On 6 September 2017 the Szczecin Regional Court ( Sąd Okręgowy ) dismissed the applicant’s appeal against the above decision.

The appellate court found that the abduction had been wrongful and that a return order would expose the child to the risk of “psychological harm” and an “intolerable situation” within the meaning of Article 13 (b) of the Hague Convention. The court relied on a report (dated 20 July 2016) that had been drawn up for the purpose of the first-instance proceedings by expert psychologists from the Szczecin Advisory Panel of Court Experts ( Opiniodawczy Zespół Sądowych Specjalistów ). The experts concluded that returning the child to his father’s custody would place the boy at risk of psychological harm and an intolerable situation. Firstly, O.H.’s mother, as his primary carer, was the guarantor of the child’s stability. Secondly, the child, influenced by his mother, perceived the applicant as a threat to his safety. Thirdly, O.H. had adapted to his new environment; he did not speak Swedish and did not want to leave Poland. The court also found it significant that, during the psychological examination, the child had become very agitated and withdrawn when he had left his mother. Moreover, the child had told the experts that he remembered his father beating his mother. The court thus found that the applicant had been violent and manipulative towards his partner.

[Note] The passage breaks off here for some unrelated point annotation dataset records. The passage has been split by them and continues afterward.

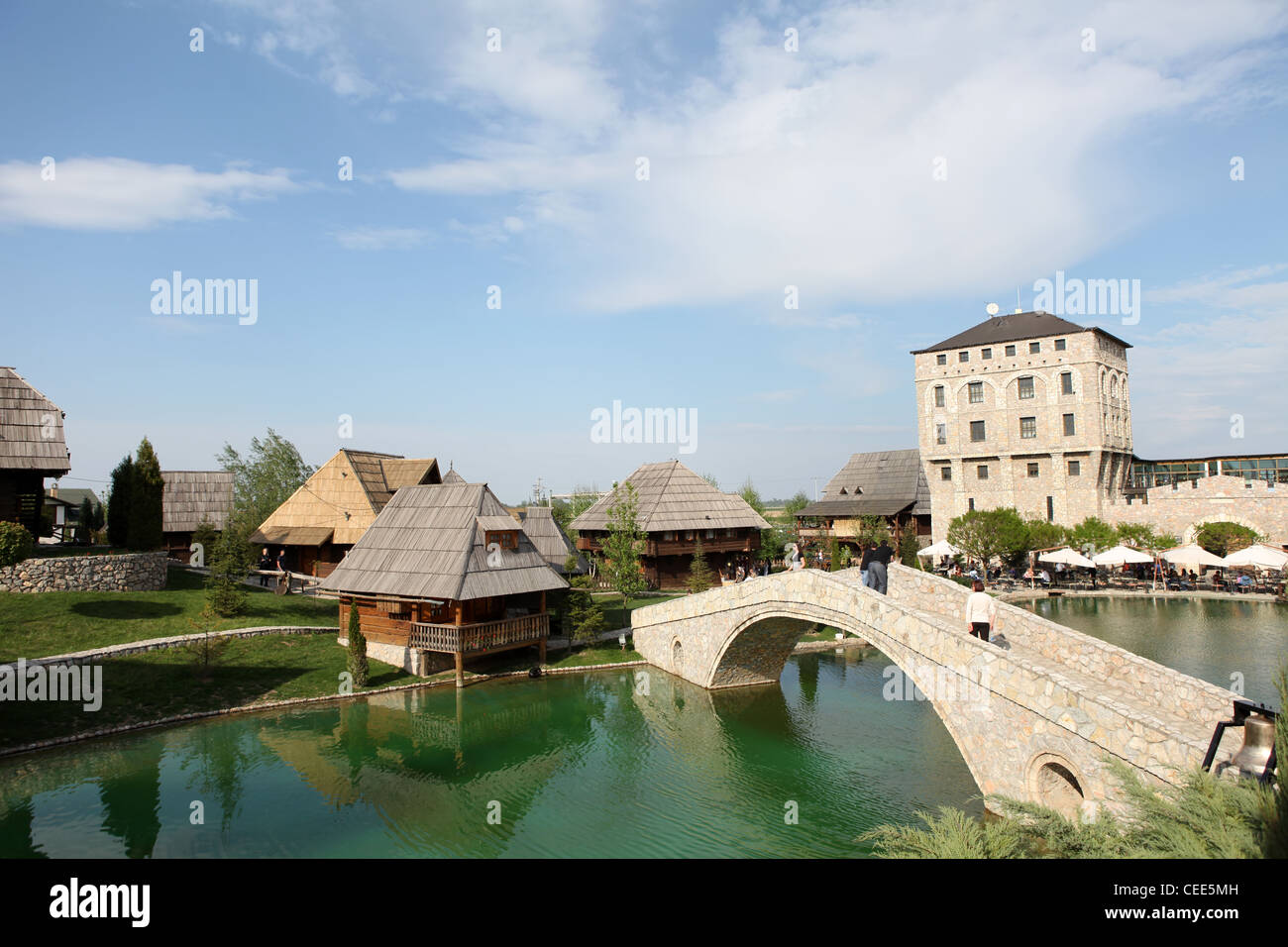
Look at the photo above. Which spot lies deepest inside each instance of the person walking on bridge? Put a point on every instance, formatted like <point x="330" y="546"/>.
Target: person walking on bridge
<point x="980" y="612"/>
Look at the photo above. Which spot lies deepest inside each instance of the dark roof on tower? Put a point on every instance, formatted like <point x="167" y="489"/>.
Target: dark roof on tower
<point x="1016" y="328"/>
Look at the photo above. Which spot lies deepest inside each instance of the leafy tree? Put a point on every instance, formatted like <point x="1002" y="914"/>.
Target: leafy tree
<point x="699" y="573"/>
<point x="751" y="495"/>
<point x="1094" y="532"/>
<point x="357" y="654"/>
<point x="909" y="548"/>
<point x="585" y="617"/>
<point x="1225" y="538"/>
<point x="146" y="493"/>
<point x="1043" y="535"/>
<point x="85" y="521"/>
<point x="623" y="545"/>
<point x="230" y="562"/>
<point x="119" y="502"/>
<point x="987" y="534"/>
<point x="797" y="504"/>
<point x="265" y="478"/>
<point x="16" y="543"/>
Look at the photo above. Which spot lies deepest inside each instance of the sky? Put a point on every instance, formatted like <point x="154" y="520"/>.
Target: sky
<point x="748" y="213"/>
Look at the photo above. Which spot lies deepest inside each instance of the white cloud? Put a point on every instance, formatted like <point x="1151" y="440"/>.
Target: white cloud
<point x="381" y="239"/>
<point x="111" y="193"/>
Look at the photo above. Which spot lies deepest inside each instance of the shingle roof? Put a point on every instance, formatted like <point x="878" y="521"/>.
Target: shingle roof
<point x="428" y="543"/>
<point x="192" y="496"/>
<point x="544" y="531"/>
<point x="876" y="483"/>
<point x="31" y="428"/>
<point x="1014" y="328"/>
<point x="346" y="493"/>
<point x="674" y="497"/>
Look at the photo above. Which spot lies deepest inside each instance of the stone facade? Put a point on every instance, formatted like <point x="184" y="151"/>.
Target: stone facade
<point x="1181" y="508"/>
<point x="970" y="420"/>
<point x="128" y="573"/>
<point x="1044" y="715"/>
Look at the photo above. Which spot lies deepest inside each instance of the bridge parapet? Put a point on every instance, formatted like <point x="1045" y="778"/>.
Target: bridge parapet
<point x="1163" y="688"/>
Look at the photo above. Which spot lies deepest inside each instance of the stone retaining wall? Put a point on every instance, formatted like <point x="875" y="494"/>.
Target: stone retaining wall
<point x="127" y="573"/>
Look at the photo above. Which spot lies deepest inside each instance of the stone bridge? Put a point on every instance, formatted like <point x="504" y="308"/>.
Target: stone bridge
<point x="1035" y="720"/>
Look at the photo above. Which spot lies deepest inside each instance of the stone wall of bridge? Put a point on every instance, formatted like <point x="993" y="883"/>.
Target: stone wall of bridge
<point x="1028" y="723"/>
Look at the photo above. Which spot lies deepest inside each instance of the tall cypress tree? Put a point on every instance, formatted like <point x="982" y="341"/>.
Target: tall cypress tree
<point x="146" y="499"/>
<point x="119" y="502"/>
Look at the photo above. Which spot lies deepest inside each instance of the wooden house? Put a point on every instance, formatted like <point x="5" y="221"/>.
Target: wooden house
<point x="322" y="519"/>
<point x="189" y="499"/>
<point x="678" y="510"/>
<point x="442" y="575"/>
<point x="550" y="540"/>
<point x="889" y="484"/>
<point x="62" y="506"/>
<point x="31" y="449"/>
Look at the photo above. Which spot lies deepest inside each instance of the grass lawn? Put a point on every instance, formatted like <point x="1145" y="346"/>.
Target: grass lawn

In the course of the impugned proceedings the courts held nine hearings, including seven hearings at first instance, during which they heard submissions of the parties, the expert psychologists and witnesses, including P.G.’s parents and the applicant’s former partner. The appellate court also heard the child.

In addition, the courts examined the documents produced in the course of the proceedings and submitted by the parties which included, inter alia : the above-mentioned expert report of 20 July 2016; decisions issued by the Polish and Swedish authorities in the course of previous legal proceedings concerning the family situation of the applicant, P.G. and O.H.; a written report on O.H. issued by his Polish school; and photos submitted by the parties.

On 27 October 2017 the Szczecin Court of Appeal ( Sąd Apelacyjny ) dismissed the applicant’s complaint concerning the excessive length of the proceedings. It held that the specific circumstances of the case had required special diligence on the part of the courts which had dealt with the complex subject matter of the case. The courts had also examined procedural applications submitted by the parties, for example those for evidence and the applicant’s request for the exclusion of a judge, which had led to the suspension of the examination of the matter between February and April 2016.

The applicant complains in essence of the unfavourable outcome and excessive length of the Hague Convention proceedings. He invokes Article 6 of the Convention.

QUESTIONS TO THE PARTIES

1. Has there been a violation of the applicant’s right to respect for his family life, contrary to Article 8 of the Convention?

2. In particular:

(a) Is the interpretation of the notions of “psychological harm” and “intolerable situation” within the meaning of Article 13 (b) of the Hague Convention as it was applied by the domestic courts in the case at hand compatible with the procedural requirements of Article 8 of the Convention?

(b) Is the dismissal of the applicant’s Hague Convention request compatible with the procedural requirements of Article 8 of the Convention, in so far as the impugned Hague Convention proceedings lasted over 2 years?